Co najbardziej uderzyło cię podczas pierwszych treningów?
– Nie ujmując niczego Rozwojowi, trzeba po prostu powiedzieć o możliwościach. My nie mieliśmy takich warunków, czasem trzeba było trenować na połowie boiska. Nigdy jednak nie był to problem, nie uważaliśmy się za jakichś gorszych, za jakieś byle co. A Zagłębie… To klub ekstraklasowy z jedną z najlepszych akademii w Polsce. Widać tu wyższy poziom, większą intensywność. Mam przeczucie, ze dobrze wybrałem.

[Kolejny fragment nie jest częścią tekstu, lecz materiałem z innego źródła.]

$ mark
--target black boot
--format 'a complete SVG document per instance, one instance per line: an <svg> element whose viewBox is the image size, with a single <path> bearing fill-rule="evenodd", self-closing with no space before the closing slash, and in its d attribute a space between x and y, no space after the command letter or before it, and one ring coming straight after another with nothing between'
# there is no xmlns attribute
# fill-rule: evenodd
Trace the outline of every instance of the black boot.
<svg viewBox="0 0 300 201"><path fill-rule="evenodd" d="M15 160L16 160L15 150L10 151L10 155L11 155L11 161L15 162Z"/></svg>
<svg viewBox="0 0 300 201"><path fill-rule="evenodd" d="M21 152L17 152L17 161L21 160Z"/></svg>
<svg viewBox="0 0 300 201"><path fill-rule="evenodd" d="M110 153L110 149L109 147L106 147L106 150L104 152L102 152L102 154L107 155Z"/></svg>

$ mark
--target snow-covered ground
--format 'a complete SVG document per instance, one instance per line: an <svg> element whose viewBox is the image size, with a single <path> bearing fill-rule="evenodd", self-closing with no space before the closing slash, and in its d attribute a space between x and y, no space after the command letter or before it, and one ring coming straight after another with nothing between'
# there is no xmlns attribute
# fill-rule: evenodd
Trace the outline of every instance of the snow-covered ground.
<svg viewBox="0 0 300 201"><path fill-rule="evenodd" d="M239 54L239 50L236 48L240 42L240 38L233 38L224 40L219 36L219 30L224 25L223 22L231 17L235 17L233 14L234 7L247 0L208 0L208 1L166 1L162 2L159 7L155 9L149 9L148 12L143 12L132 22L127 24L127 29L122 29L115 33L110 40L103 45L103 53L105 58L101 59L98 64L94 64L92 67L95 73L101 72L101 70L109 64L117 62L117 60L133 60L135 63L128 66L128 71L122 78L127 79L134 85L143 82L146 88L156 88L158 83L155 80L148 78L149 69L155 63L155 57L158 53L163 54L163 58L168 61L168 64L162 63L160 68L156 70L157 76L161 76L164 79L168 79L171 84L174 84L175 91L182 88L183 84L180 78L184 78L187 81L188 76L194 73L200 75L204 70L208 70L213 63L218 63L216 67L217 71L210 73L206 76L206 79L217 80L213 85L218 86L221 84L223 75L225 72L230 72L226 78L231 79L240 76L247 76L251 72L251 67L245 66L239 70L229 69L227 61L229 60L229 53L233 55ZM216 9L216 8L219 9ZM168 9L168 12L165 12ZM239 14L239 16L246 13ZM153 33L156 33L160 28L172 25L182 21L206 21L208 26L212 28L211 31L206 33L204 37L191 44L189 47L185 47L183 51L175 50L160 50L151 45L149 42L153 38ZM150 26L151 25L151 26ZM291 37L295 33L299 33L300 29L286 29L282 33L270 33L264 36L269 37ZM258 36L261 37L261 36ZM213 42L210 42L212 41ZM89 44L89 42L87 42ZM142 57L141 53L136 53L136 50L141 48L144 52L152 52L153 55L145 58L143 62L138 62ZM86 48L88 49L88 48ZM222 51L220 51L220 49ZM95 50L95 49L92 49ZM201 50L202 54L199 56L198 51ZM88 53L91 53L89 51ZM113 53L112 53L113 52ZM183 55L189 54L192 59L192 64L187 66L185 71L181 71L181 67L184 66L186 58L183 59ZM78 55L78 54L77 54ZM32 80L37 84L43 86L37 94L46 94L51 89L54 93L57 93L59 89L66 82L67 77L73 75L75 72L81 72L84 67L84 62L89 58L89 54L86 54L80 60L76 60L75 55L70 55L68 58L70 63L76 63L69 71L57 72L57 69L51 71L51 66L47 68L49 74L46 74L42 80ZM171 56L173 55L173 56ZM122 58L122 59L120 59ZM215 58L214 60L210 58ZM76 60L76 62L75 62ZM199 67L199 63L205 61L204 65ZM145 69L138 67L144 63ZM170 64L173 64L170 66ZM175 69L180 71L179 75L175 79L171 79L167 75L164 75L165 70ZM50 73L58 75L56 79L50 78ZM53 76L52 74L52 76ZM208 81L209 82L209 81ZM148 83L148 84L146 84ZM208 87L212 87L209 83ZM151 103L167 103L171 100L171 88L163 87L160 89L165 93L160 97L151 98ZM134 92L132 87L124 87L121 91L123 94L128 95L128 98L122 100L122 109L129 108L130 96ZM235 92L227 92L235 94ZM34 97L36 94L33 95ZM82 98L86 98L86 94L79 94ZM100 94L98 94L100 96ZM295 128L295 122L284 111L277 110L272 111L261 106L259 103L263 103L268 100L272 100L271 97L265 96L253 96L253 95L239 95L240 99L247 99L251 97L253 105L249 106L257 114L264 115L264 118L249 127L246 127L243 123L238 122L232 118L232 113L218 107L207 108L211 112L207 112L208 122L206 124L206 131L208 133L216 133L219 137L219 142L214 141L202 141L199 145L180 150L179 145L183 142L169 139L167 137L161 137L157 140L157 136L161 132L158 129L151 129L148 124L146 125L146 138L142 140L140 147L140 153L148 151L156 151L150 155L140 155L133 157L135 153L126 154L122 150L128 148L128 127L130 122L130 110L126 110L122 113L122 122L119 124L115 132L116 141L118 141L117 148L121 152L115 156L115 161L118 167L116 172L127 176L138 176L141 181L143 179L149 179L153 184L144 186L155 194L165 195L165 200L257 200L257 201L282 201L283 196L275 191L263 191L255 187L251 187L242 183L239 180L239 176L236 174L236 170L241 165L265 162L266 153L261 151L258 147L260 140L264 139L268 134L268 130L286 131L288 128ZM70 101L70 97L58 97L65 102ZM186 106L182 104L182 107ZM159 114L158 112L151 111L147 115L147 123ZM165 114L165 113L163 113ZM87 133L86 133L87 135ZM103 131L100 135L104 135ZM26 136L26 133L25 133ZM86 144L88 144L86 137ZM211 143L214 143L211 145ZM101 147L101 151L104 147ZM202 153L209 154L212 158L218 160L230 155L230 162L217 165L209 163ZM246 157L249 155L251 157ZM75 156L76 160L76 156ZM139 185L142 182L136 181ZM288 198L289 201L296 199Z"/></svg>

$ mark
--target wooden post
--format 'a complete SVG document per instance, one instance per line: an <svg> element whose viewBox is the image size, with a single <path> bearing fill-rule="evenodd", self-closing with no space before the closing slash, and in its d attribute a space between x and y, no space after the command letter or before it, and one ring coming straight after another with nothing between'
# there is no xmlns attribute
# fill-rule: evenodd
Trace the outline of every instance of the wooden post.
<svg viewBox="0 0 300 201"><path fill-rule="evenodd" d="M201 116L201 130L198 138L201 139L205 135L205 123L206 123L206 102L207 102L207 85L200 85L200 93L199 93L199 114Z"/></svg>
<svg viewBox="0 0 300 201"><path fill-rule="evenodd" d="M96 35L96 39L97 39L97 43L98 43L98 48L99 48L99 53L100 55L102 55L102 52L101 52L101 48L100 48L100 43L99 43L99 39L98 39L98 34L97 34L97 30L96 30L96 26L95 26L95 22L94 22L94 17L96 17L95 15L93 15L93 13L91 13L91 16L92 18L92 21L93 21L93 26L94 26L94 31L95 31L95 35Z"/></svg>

Jest coś, nad czym na samym początku musisz zacząć pracować?
– Dostosować się do innego stylu gry, innego ustawienia, ale z dnia na dzień coraz lepiej powinienem je rozumieć. Myślę, że gdy ruszy runda wiosenna, nie będę miał już problemów. Wierzę, że finalnie okaże się, że nie będę niczym odstawał od reszty chłopaków; że koniecznych natychmiast to wyeliminowania mankamentów będzie niewiele albo w ogóle.

Czeka cię ostra rywalizacja o miejsce w ataku Zagłębia II?
– Rywalizacja to część sportu i cieszę się bardzo z tego, że jest. Stanowimy dobry, ofensywnie grający zespół, którego oglądanie w trzeciej lidze będzie miłe dla oka. Nikomu nie powinno się nudzić na meczach takich jak Roz…

Już nie Rozwój!
– (śmiech). Jak Zagłębie – Ruch czy Polonia – Zagłębie. A z tym Rozwojem to przyzwyczajenie. Dziękuję raz jeszcze za piękne lata.